Sunday, May 29, 2016

Java Virtual Machine Internals - Master it in 30 mins

1)What is JVM(Java Virtual Machine)?

A Java Virtual Machine(JVM) is a Runtime environment required for execution of a Java application. Every Java Application runs inside a Runtime instance of some concrete implementation of Abstract Specifications of JVM.


Benfits of the JVM : 


-> Java code is compiled down into an intermediary language called byte code. The JVM is then responsible for executing this byte code. The JVM acts as the intermediary layer and handles the OS specific details which means that as developers we shouldn’t need to worry about it.



-> The other benefit of the JVM is that any language that can compile down to byte code can run on it, not just java.  Languages like Groovy, Scala and Clojure are all JVM based languages.

-> The separation from the real hardware also means the code is sandboxed, limiting the amount of damage it can do to a host computer.  Security is a great benefit of the JVM.


A JVM has the following sub components as shown in the below image: 


1)Class Loader Sub System

2)Run Time Data Area
3)Native Methods Interface
4)Native Method Library
5)Execution Engine.





















Let's discuss each in detail - 

1). Class Loader Sub System :


It does three major tasks :
-> Loads the .Class (Classes and Interfaces) files into Memory.
-> Verifies the Byte Code Instructions.
-> Allocating memory for class variables and initializing them to default values.
-> Static fields for a class are created and these are set to standard default values.

Read about the execution order here.

Class loaders can be a bootstrap class loader , loads JDK internal classes, java.* packages ; System class loader  loads classes from system classpath and Extensions class loader loads the jar files from JDK extensions directory - usually lib/ext directory of the JRE. There is a user defined class loader as well which can customize class loading.
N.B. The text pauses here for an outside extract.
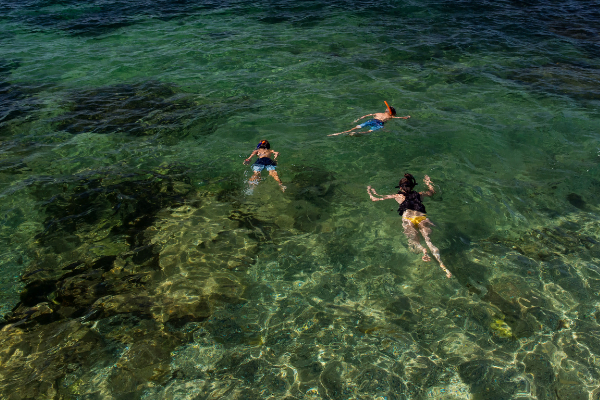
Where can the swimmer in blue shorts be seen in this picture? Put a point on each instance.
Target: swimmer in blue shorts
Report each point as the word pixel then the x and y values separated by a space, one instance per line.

These load untrustworthy classes and not an intrinsic part of JVM. They are written in Java, converted to class files and loaded into the JVM and installed like any other objects.


A Magic Number of a class file is a unique Identifier for Tools to quickly differentiate class files from non class files.The First Four Bytes of each Java Class file has the Magic Value as 0xCAFEBABE.



2). Run time data areas -

-> Method area - It's strictly a non heap area , stores information about the loaded type , run time constants , static fields with values , code for methods and constructors. The reflection operation are operated on this memory area. All threads share the same method area, so access to the method area's data structures must be designed to be thread-safe. If two threads are attempting to find a class named Lava, for example, and Lava has not yet been loaded, only one thread should be allowed to load it while the other one waits.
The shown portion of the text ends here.